Plaintiff is required by the Federal Rules of Civil Procedure to provide “a short and plain
statement of the claim showing that [he] is entitled to relief.” Fed. R. Civ. P. 8. A filing in excess of
four-hundred pages violates this rule. Moreover, plaintiff’s complaint consists of repetitive lists of
legal theories and conclusions with little to no factual support, plausible or otherwise. This also
violates the court’s procedural rules and renders plaintiff’s complaint subject to dismissal pursuant to
Fed. R. Civ. P. 12(b)(6), for failure to state a claim for which relief may be granted by the court. The
Supreme Court has held that “[t]o survive a motion to dismiss, a complaint must contain sufficient
factual matter, accepted as true, to ‘state a claim to relief that is plausible on its face.’” Ashcroft v.
Iqbal, 556 U.S. 662, 678 (2009) (citing Bell Atl. Corp. v. Twombly, 550 U.S. 544, 570 (2007)). In
plaintiff’s complaint, serious legal conclusions and accusations are alleged – rape, kidnapping,
discrimination, etc. – but it is difficult to determine what defendant may have actually done that has
resulted in these accusations. In other words, once the unsupported assertions of wrongdoing in the
complaint are set aside, there is insufficient factual enhancement from which the court can infer that
there was any misconduct. Solazzo v. Bynes, 663 F. App’x 611, 614 (10th Cir. 2016) (citing Iqbal, 556
U.S. at 678). “[A] pro se plaintiff requires no special legal training to recount the facts surrounding
his injury, and he must provide such facts if the court is to determine whether he makes out a claim on
which relief can be granted.” Hall, 1106 F.2d at 1110. Because plaintiff has failed to set forth these
necessary facts, his complaint must be dismissed, pursuant to Fed. R. Civ. P. 12(b)(6). Were plaintiff
to refile, the court urges him to consider including useful information in his complaint, such as “what
each defendant did to him ; when the defendant did it; how the defendant’s action harmed him ;
and, what specific legal right the plaintiff believes the defendant violated.” Nasious v. Two Unknown
B.I.C.E. Agents, at Arapahoe Cty. Justice Ctr., 492 F.3d 1158, 1163 (10th Cir. 2007).

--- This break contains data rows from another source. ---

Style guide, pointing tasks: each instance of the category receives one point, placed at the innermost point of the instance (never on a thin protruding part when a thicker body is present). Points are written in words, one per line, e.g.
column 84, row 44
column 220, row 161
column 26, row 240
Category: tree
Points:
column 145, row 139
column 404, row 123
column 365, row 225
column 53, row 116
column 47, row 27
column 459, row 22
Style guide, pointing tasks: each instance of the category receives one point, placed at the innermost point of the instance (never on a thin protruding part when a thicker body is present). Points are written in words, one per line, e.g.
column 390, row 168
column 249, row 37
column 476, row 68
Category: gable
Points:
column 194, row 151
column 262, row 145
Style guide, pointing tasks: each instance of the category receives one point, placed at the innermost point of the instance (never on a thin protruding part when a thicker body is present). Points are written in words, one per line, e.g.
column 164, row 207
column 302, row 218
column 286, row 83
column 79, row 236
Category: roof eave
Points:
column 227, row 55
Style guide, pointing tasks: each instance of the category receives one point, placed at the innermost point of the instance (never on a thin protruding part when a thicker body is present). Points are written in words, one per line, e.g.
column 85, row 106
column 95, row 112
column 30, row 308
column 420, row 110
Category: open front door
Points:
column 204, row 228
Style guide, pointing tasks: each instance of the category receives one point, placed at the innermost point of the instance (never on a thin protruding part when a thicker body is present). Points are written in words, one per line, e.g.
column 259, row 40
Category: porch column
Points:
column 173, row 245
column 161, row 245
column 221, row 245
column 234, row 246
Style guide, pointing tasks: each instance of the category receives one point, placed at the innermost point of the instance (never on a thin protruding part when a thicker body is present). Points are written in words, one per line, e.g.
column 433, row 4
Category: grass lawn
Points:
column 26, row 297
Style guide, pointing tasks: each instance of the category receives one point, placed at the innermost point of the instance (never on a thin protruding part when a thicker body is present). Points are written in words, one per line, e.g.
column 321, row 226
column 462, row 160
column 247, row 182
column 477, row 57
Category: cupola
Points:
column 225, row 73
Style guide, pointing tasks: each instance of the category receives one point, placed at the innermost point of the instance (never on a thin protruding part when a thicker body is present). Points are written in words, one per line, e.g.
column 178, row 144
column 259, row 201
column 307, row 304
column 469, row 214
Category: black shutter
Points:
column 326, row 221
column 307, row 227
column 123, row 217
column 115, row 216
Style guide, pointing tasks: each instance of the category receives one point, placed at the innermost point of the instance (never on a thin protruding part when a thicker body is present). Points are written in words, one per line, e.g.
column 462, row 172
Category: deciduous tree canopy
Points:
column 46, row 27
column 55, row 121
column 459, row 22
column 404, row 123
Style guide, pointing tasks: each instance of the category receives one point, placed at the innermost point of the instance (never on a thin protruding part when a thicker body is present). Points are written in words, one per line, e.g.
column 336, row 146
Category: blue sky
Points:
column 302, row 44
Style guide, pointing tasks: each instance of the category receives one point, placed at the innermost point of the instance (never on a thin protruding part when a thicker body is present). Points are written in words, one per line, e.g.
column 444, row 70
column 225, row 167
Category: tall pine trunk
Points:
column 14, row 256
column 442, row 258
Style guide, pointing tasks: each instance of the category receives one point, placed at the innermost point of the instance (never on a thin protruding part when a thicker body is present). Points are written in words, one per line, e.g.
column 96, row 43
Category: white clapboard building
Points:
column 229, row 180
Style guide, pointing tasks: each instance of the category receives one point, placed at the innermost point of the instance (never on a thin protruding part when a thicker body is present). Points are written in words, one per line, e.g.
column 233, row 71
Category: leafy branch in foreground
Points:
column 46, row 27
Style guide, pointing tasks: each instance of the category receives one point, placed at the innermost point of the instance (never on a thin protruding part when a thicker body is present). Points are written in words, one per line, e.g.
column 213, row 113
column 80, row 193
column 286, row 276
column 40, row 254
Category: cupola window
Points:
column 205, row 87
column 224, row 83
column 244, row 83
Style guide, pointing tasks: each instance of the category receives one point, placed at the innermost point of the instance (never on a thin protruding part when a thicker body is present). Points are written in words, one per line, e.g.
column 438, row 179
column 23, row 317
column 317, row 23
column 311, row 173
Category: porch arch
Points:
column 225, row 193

Plaintiff also seeks a temporary restraining order which would serve to prevent the FBI Special
Agent in the Kansas City field office from discriminating against him directly or indirectly in various
public services, as well as in computer monitoring and “further attempted murder acts.” (Doc. 12.) A
temporary restraining order may only be granted by the court if the plaintiff demonstrates that he or
she is likely to succeed on the merits, that he or she will suffer irreparable harm without the relief, that
the equities are in favor of the order, and that such an order would be in the public interest. Planned
Parenthood Ass’n of Utah v. Herbert, 828 F.3d 1245, 1252 (10th Cir. 2016). Because plaintiff’s
complaint is being dismissed with this order, it follows that the court has concluded that he has no
likelihood of prevailing on the merits of his claims. As a result, no restraining order will issue in this
IT IS THEREFORE ORDERED that defendant’s motion to dismiss plaintiff’s complaint is
granted. (Doc. 4.) Plaintiff’s complaint is hereby dismissed in its entirety without prejudice.
IT IS FURTHER ORDERED that plaintiff’s motion for Court Order of Temporary
Restraining Orders (TRO) is denied. (Doc. 12.)
This case is closed. The Clerk of the Court is directed to enter judgment in favor of defendant
and against plaintiff.
Dated this 8th day of October, 2019, at Kansas City, Kansas.